When I read the synopsis of Anthony Schatteman’s Kiss Me Softly (Belgium) I wasn’t really impressed at first. Another coming out story, prepped with the usual elements and stereotypes. Jaspers gets bullied by his classmates, they call him a faggot. He is different, more quiet, a painter. He comes out, a struggle, nobody is happy, the end. However, this film is far more developed in a very bold and funny way. Jasper’s father is a cheesy pop singer, who performs in nursing homes, and only thinks of his own career. When he finds out about his son’s priorities, he’s less than impressed. With the support of his (boy)friend Mathias, Jasper crashes his dad’s album launch, and kisses Mathias in front of everyone. In the end, I guess people are always coming out, so coming out films will be around for a while. This film however makes the only statement a coming out film should have these days, it’s not that big of a deal anymore. Cute storytelling.

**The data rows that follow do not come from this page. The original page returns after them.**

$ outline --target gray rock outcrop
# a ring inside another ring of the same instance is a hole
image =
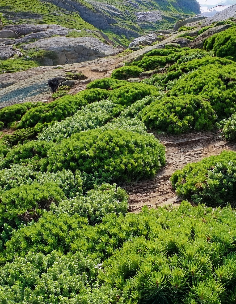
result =
[[[198,22],[202,20],[203,19],[205,19],[207,18],[204,16],[195,16],[193,17],[190,17],[187,19],[184,19],[184,20],[180,20],[176,23],[175,25],[174,26],[174,31],[177,31],[179,29],[180,29],[182,26],[184,26],[186,24],[187,26],[189,26],[188,23],[192,23],[193,22]]]
[[[47,51],[42,63],[42,65],[47,66],[93,60],[114,55],[120,51],[91,37],[52,37],[26,44],[23,48],[25,50],[36,49]]]
[[[147,35],[143,35],[141,37],[135,38],[130,43],[128,47],[128,49],[136,47],[139,45],[150,45],[153,42],[157,41],[161,41],[166,37],[160,33],[154,32]]]
[[[201,26],[210,26],[213,22],[224,21],[230,18],[236,18],[236,4],[232,5],[223,11],[217,13],[212,17],[208,17],[204,20]]]
[[[15,54],[15,52],[12,47],[0,43],[0,60],[5,60],[13,56]]]
[[[219,33],[231,26],[230,24],[224,24],[224,25],[219,25],[214,27],[210,28],[201,34],[194,40],[191,41],[188,45],[188,47],[192,48],[202,48],[206,39],[211,37],[214,34]]]

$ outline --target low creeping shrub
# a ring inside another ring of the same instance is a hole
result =
[[[236,114],[221,122],[222,132],[224,137],[228,140],[236,140]]]
[[[121,81],[115,78],[106,77],[102,79],[96,79],[91,81],[87,85],[87,89],[113,89],[115,87],[117,88],[124,85],[127,84],[127,81]]]
[[[109,100],[87,105],[72,116],[44,128],[38,138],[59,142],[74,133],[101,126],[113,117],[116,107],[116,105]]]
[[[144,107],[140,115],[149,129],[178,134],[192,129],[210,130],[216,119],[209,102],[188,95],[156,101]]]
[[[170,178],[176,193],[194,202],[234,206],[236,191],[236,153],[224,151],[217,156],[188,164]]]
[[[62,201],[57,206],[53,202],[50,210],[56,214],[66,212],[70,216],[75,213],[87,217],[89,223],[94,224],[101,221],[105,215],[114,213],[124,215],[128,209],[128,196],[125,190],[116,184],[106,183],[95,185],[86,196],[78,196],[72,199]]]
[[[114,70],[111,74],[112,78],[122,80],[130,77],[137,77],[143,71],[143,68],[138,67],[136,65],[125,66]]]

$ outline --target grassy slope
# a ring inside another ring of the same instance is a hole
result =
[[[178,20],[193,13],[188,9],[183,10],[177,6],[176,2],[173,0],[165,0],[158,2],[154,0],[147,1],[137,0],[135,2],[138,4],[138,7],[134,6],[133,3],[126,1],[115,3],[111,0],[106,2],[103,0],[97,0],[88,2],[78,0],[78,2],[92,11],[98,9],[108,16],[115,19],[117,23],[111,25],[110,29],[104,31],[111,40],[116,41],[117,43],[120,41],[120,43],[124,45],[128,45],[130,40],[135,38],[134,36],[130,38],[124,35],[119,36],[117,33],[114,33],[115,30],[113,26],[133,30],[141,35],[144,33],[144,30],[147,32],[150,30],[170,28]],[[116,10],[118,13],[113,15],[109,12],[109,8],[108,9],[107,5],[115,5],[114,10],[115,11]],[[162,20],[153,23],[142,22],[141,23],[139,24],[137,22],[136,13],[153,10],[163,11]],[[23,1],[2,0],[0,3],[0,12],[6,15],[5,17],[2,18],[5,24],[12,23],[14,20],[15,20],[15,24],[29,22],[56,23],[68,28],[81,30],[82,33],[79,35],[77,34],[77,36],[93,35],[91,33],[84,31],[84,29],[97,29],[84,21],[79,16],[79,12],[70,12],[68,13],[66,10],[49,2],[41,2],[39,0],[24,0]],[[31,14],[35,15],[31,18]]]

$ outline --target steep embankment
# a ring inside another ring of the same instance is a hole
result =
[[[106,39],[105,33],[114,44],[126,46],[144,31],[169,28],[178,20],[200,12],[196,0],[160,2],[154,0],[117,2],[111,0],[3,0],[0,11],[6,24],[56,24],[74,29],[71,36],[89,35]],[[81,33],[76,32],[78,29]]]

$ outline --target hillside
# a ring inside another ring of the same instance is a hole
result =
[[[64,26],[0,30],[0,303],[235,304],[236,5]]]
[[[199,13],[199,9],[196,0],[115,2],[111,0],[2,0],[0,4],[6,25],[56,24],[81,30],[79,34],[75,31],[71,34],[77,37],[94,36],[99,30],[115,45],[126,46],[144,32],[171,28],[177,20]]]

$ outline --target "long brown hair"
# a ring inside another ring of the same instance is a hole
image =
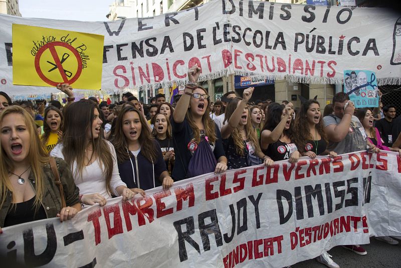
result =
[[[113,156],[107,142],[102,138],[94,139],[92,125],[94,119],[94,110],[97,109],[99,114],[102,112],[96,103],[87,99],[82,99],[70,105],[65,111],[64,131],[63,133],[63,154],[64,159],[72,168],[75,162],[77,168],[72,171],[74,175],[82,176],[85,168],[85,151],[88,145],[86,133],[91,133],[90,143],[93,153],[89,160],[96,158],[103,173],[106,177],[106,187],[108,192],[112,193],[110,187],[111,176],[113,174]]]
[[[200,88],[205,91],[205,93],[208,94],[208,91],[205,88],[198,86],[196,88]],[[210,113],[210,99],[208,99],[207,100],[208,101],[208,104],[206,105],[206,111],[202,116],[202,123],[204,124],[205,132],[206,136],[208,136],[209,142],[214,143],[217,140],[216,129],[215,129],[216,125],[215,124],[215,121],[212,120],[212,118],[209,116]],[[171,114],[172,114],[172,113],[171,113]],[[190,108],[189,107],[186,111],[185,117],[191,128],[192,128],[192,130],[193,131],[193,138],[195,138],[195,142],[197,144],[199,144],[200,142],[200,130],[193,121],[193,117],[192,116],[192,113],[191,113]]]
[[[129,153],[128,144],[127,138],[124,135],[123,124],[124,123],[124,115],[127,112],[135,112],[139,116],[141,122],[141,133],[138,140],[141,145],[141,153],[150,162],[155,162],[157,157],[157,152],[154,147],[153,138],[150,133],[150,130],[147,125],[147,122],[141,116],[140,112],[133,106],[127,105],[120,112],[116,122],[115,135],[112,139],[111,143],[114,146],[117,154],[117,160],[119,163],[123,163],[131,157]]]
[[[21,114],[24,117],[27,128],[29,132],[31,140],[28,159],[32,167],[32,173],[35,178],[36,195],[35,197],[35,205],[37,208],[41,204],[45,191],[44,182],[43,167],[49,163],[49,155],[46,153],[43,145],[39,139],[39,136],[36,131],[36,125],[32,116],[25,109],[18,106],[12,105],[8,107],[0,114],[0,125],[3,123],[4,117],[7,115]],[[12,172],[15,167],[9,158],[3,148],[0,141],[0,189],[1,189],[1,203],[0,208],[3,207],[6,201],[7,191],[13,192],[13,186],[9,179],[9,173]],[[14,199],[14,196],[13,196]],[[13,202],[13,203],[15,203]]]
[[[45,117],[44,120],[43,120],[43,132],[44,132],[43,135],[41,137],[41,140],[42,141],[42,143],[43,145],[46,145],[46,143],[47,143],[48,140],[49,140],[49,136],[50,136],[50,133],[51,132],[51,129],[50,128],[50,126],[49,125],[49,124],[47,123],[47,121],[46,121],[46,118],[47,118],[47,114],[49,113],[49,112],[50,111],[54,111],[57,113],[59,114],[60,118],[60,125],[59,129],[63,129],[63,124],[64,123],[64,116],[63,116],[63,113],[61,112],[61,111],[57,109],[56,107],[54,106],[49,106],[45,110],[45,115],[44,117]]]
[[[295,123],[294,124],[294,133],[296,133],[296,135],[294,135],[294,140],[298,146],[298,150],[300,153],[305,153],[305,145],[306,141],[308,140],[313,140],[313,137],[310,135],[310,130],[309,127],[308,122],[307,112],[309,106],[312,104],[316,104],[320,106],[319,102],[314,100],[310,99],[305,101],[301,106],[298,114],[295,118]],[[323,123],[323,116],[320,114],[320,118],[319,122],[315,126],[316,131],[322,139],[327,142],[327,137],[324,132],[324,128]]]
[[[242,100],[241,98],[235,98],[231,100],[229,104],[226,107],[226,111],[224,114],[224,121],[228,121],[230,117],[234,112],[237,106],[238,105],[238,102]],[[258,135],[256,133],[256,130],[252,126],[252,123],[251,122],[251,113],[249,112],[248,110],[248,115],[247,119],[247,124],[245,125],[245,133],[246,136],[247,141],[252,143],[252,145],[256,148],[260,148],[259,142],[258,140]],[[233,138],[233,140],[234,141],[235,145],[236,151],[237,154],[241,156],[244,156],[245,155],[244,150],[245,147],[244,145],[244,141],[242,139],[241,133],[240,131],[239,124],[231,133],[231,137]]]

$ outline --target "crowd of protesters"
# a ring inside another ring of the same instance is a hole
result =
[[[172,105],[159,94],[145,105],[129,92],[114,104],[78,100],[63,84],[57,88],[68,95],[65,106],[38,102],[35,110],[30,101],[13,103],[0,92],[0,227],[69,220],[113,197],[144,196],[145,190],[210,172],[366,150],[400,152],[401,117],[395,118],[393,105],[357,109],[340,92],[323,117],[314,100],[298,109],[287,101],[251,103],[252,87],[214,103],[196,83],[199,74],[197,66],[188,70],[184,93]],[[343,246],[367,253],[359,245]],[[331,257],[325,252],[316,259],[339,267]]]

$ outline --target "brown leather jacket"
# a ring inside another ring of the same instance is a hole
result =
[[[56,158],[56,163],[63,183],[64,196],[67,206],[72,206],[79,202],[79,189],[75,185],[72,174],[67,163],[61,158]],[[48,218],[56,217],[62,208],[61,198],[58,187],[55,183],[55,178],[50,164],[44,167],[45,192],[42,199],[42,205],[45,209]],[[36,189],[35,178],[31,172],[29,174],[29,182],[34,189]],[[3,193],[2,195],[4,194]],[[4,221],[13,201],[12,193],[10,191],[6,193],[7,197],[3,206],[0,208],[0,227],[3,227]],[[2,198],[0,196],[0,198]],[[0,199],[1,200],[1,199]]]

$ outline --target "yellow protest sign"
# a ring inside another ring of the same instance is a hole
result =
[[[13,83],[100,89],[104,36],[13,25]]]

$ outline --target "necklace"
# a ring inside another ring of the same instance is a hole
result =
[[[25,170],[25,171],[24,171],[24,172],[23,172],[23,173],[22,173],[22,174],[21,175],[20,175],[20,176],[18,176],[18,175],[17,175],[17,174],[16,174],[15,173],[13,173],[13,172],[10,172],[10,173],[11,173],[11,174],[13,174],[13,175],[16,175],[17,177],[18,177],[18,183],[19,183],[19,184],[24,184],[24,183],[25,183],[25,180],[24,180],[24,178],[21,178],[21,176],[22,176],[22,175],[24,175],[24,174],[25,172],[27,172],[27,171],[28,171],[28,170],[29,170],[30,168],[31,168],[31,166],[29,166],[29,167],[28,168],[27,168],[27,169],[26,169],[26,170]]]

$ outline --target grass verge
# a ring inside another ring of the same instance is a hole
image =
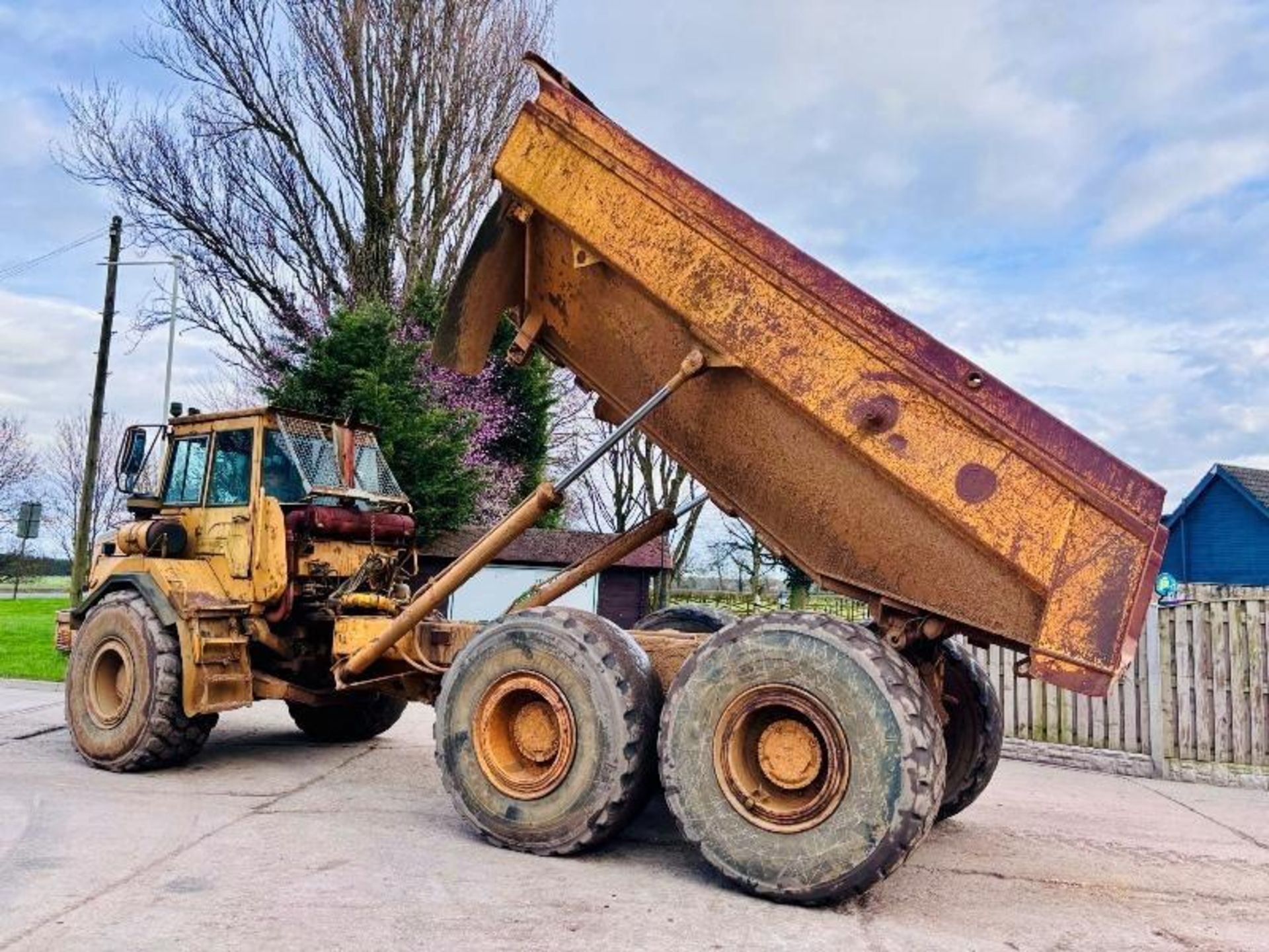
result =
[[[66,659],[53,647],[53,622],[65,598],[0,600],[0,678],[61,680]]]

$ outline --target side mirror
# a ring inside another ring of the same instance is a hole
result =
[[[123,444],[119,447],[119,459],[115,467],[115,476],[124,493],[132,493],[137,485],[137,476],[146,465],[146,443],[148,434],[142,426],[128,426],[123,434]]]

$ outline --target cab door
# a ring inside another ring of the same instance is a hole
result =
[[[212,434],[197,551],[199,555],[223,556],[228,574],[235,579],[251,578],[256,434],[256,426],[232,425]]]

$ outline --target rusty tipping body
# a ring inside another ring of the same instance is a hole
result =
[[[482,366],[499,315],[619,416],[693,347],[645,430],[893,644],[959,631],[1104,693],[1166,542],[1164,490],[675,169],[534,61],[503,199],[437,339]],[[934,619],[931,627],[928,619]]]

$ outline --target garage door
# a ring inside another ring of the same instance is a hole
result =
[[[506,607],[533,585],[555,575],[553,569],[520,565],[490,565],[481,569],[449,598],[449,617],[464,622],[497,618]],[[599,579],[579,585],[553,604],[594,612],[598,603]]]

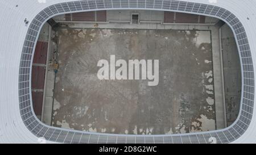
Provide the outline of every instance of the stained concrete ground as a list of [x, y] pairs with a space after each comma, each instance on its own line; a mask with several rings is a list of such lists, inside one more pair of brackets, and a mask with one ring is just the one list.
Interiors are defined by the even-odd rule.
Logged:
[[[124, 134], [216, 129], [210, 31], [61, 28], [52, 125]], [[98, 60], [159, 60], [159, 83], [100, 81]]]

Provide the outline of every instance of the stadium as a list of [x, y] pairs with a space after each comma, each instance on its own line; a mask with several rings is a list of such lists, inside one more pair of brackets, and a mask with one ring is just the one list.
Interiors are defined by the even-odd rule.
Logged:
[[236, 2], [2, 1], [0, 143], [255, 143]]

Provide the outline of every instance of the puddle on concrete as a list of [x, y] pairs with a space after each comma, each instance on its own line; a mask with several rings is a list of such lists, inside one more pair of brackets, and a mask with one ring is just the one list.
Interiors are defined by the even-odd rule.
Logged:
[[[52, 125], [123, 134], [215, 129], [210, 32], [60, 29]], [[159, 83], [100, 81], [101, 59], [159, 60]]]

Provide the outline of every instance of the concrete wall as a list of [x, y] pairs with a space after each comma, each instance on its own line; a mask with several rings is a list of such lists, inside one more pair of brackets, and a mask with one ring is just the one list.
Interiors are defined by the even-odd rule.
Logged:
[[241, 73], [238, 51], [232, 31], [221, 28], [227, 125], [237, 119], [240, 108]]

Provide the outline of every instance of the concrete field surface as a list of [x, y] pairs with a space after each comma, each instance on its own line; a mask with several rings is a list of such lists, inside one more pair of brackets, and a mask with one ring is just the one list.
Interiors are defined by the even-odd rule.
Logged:
[[[216, 129], [210, 31], [59, 28], [52, 125], [156, 135]], [[159, 83], [100, 80], [97, 62], [159, 60]], [[116, 68], [117, 69], [117, 68]]]

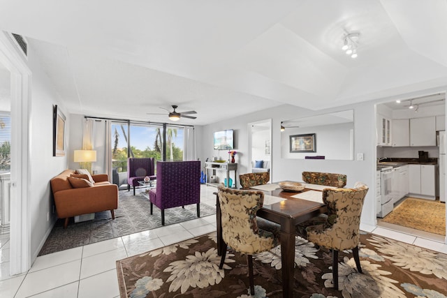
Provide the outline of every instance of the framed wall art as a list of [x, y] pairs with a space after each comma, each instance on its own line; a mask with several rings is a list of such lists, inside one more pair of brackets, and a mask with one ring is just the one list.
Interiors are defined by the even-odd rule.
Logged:
[[316, 152], [315, 133], [290, 136], [291, 152]]
[[53, 106], [53, 156], [65, 156], [65, 130], [66, 119], [65, 115]]

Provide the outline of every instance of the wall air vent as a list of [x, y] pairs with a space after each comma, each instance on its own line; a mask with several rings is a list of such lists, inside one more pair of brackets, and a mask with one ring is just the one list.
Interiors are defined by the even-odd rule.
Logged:
[[20, 49], [22, 54], [23, 54], [25, 57], [28, 58], [28, 42], [27, 41], [27, 39], [21, 35], [15, 34], [14, 33], [11, 33], [10, 36], [15, 45], [19, 47], [19, 49]]

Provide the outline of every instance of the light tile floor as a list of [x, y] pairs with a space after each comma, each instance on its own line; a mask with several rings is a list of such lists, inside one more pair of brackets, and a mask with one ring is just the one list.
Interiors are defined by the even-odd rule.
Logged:
[[[201, 186], [201, 202], [215, 204], [217, 188]], [[362, 230], [447, 253], [444, 237], [379, 222]], [[37, 258], [31, 269], [10, 276], [8, 236], [0, 234], [0, 297], [119, 297], [115, 261], [216, 230], [216, 216], [144, 231]]]

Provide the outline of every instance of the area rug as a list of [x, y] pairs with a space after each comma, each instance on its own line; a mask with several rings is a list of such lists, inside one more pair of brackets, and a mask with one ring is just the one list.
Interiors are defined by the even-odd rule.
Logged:
[[[219, 269], [216, 233], [117, 261], [125, 297], [249, 297], [247, 258], [230, 250]], [[447, 255], [364, 234], [357, 271], [351, 251], [339, 253], [339, 288], [331, 253], [295, 240], [294, 297], [446, 297]], [[280, 247], [254, 256], [256, 297], [281, 297]]]
[[382, 221], [445, 235], [446, 204], [409, 198]]
[[[161, 212], [154, 205], [150, 214], [150, 203], [142, 195], [133, 195], [132, 191], [120, 191], [118, 209], [112, 219], [110, 211], [97, 212], [94, 220], [74, 223], [71, 218], [64, 228], [64, 219], [58, 219], [38, 255], [55, 253], [101, 241], [117, 238], [141, 231], [161, 227]], [[216, 214], [214, 206], [200, 203], [200, 217]], [[165, 210], [165, 225], [197, 218], [194, 204]]]

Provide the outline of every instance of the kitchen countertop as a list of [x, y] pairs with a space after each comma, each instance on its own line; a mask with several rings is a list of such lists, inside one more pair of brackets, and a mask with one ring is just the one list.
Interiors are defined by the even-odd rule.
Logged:
[[420, 161], [419, 158], [386, 158], [377, 163], [377, 170], [386, 166], [397, 167], [404, 165], [437, 165], [438, 158], [428, 158], [428, 161]]

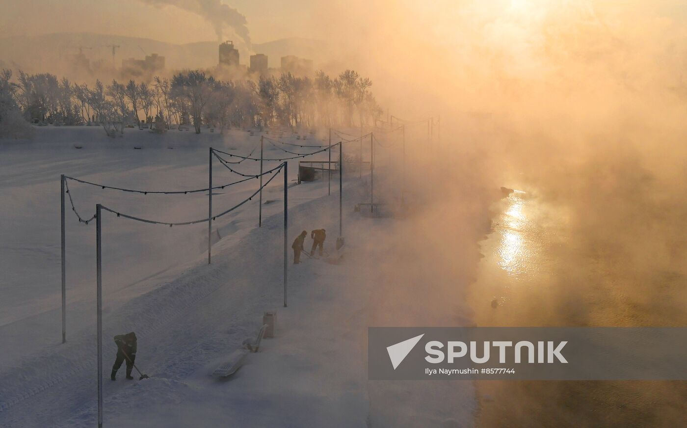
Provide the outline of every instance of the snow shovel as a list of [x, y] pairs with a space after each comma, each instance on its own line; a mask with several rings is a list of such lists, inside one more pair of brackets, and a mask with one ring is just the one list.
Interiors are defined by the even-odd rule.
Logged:
[[124, 350], [123, 350], [123, 349], [122, 349], [120, 348], [120, 350], [121, 350], [122, 353], [124, 354], [124, 357], [126, 357], [126, 360], [129, 363], [131, 363], [131, 365], [133, 365], [133, 368], [135, 369], [136, 369], [136, 371], [138, 372], [138, 374], [141, 375], [141, 377], [138, 378], [139, 381], [142, 381], [143, 379], [150, 379], [147, 374], [144, 374], [143, 373], [141, 372], [141, 370], [138, 370], [138, 368], [136, 367], [136, 365], [133, 363], [133, 361], [131, 361], [131, 359], [128, 357], [128, 355], [126, 354], [126, 352], [124, 352]]

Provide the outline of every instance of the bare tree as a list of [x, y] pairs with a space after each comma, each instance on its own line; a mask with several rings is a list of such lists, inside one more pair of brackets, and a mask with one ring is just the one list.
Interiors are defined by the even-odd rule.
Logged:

Happy by Canadian artist Daniel McIntyre is the odd one out from this selection of shorts. It is a very artistically crafted collage of audio and visual excerpts, that roughly follow the different interpretations of happiness, but it doesn’t have any narrative or characters as such. A beautiful collection of words, images, music and memories that portray the deep and personal meaning of happiness for everyone individually. Is it a kiss, friendship, religion or family that makes us happy? Many images appear and disappear and are reminding us of the instability of their existence. Yet timeless and simple McIntyre is able to capture all of its beauty. Sometimes it is hard to follow all audios and visuals as many overlap continuously, but absorbing the film’s entity seemed like a much smarter decision. More installation than film.
The last film of this screening is Little Man (Israel, UK) by Eldar Rapaport, that was produced by the Iris Prize, the world’s largest LGBT film festival in Cardiff. The film is based on Etgar Keret’s short story ‘Your Man, Little Man’ and follows 30-something gay man Elliot, who seems to be unable to build a real relationship. “One man goes, another one cums, so to speak” is what his newly separated brother Ryan tells him. But then one night after yet another unsuccessful hookup, Elliot gets distracted by noises of his neighbour upstairs, and his discovery comes close to a nightmare. A wall full of photographs of Elliot’s ex’s and a little man, insisting on doing him a favor by reminding him how incapable he is of keeping the right man. Infuriated by this, Elliot kills the little man. This very surreal thriller becomes very uncomfortable with its fast pace, but is nonetheless exciting, with believable characters and the melancholic yet embracing soundtrack of Franz Schubert’s ‘Fantasy in F Minor,’ amongst other pieces. Odd but compelling.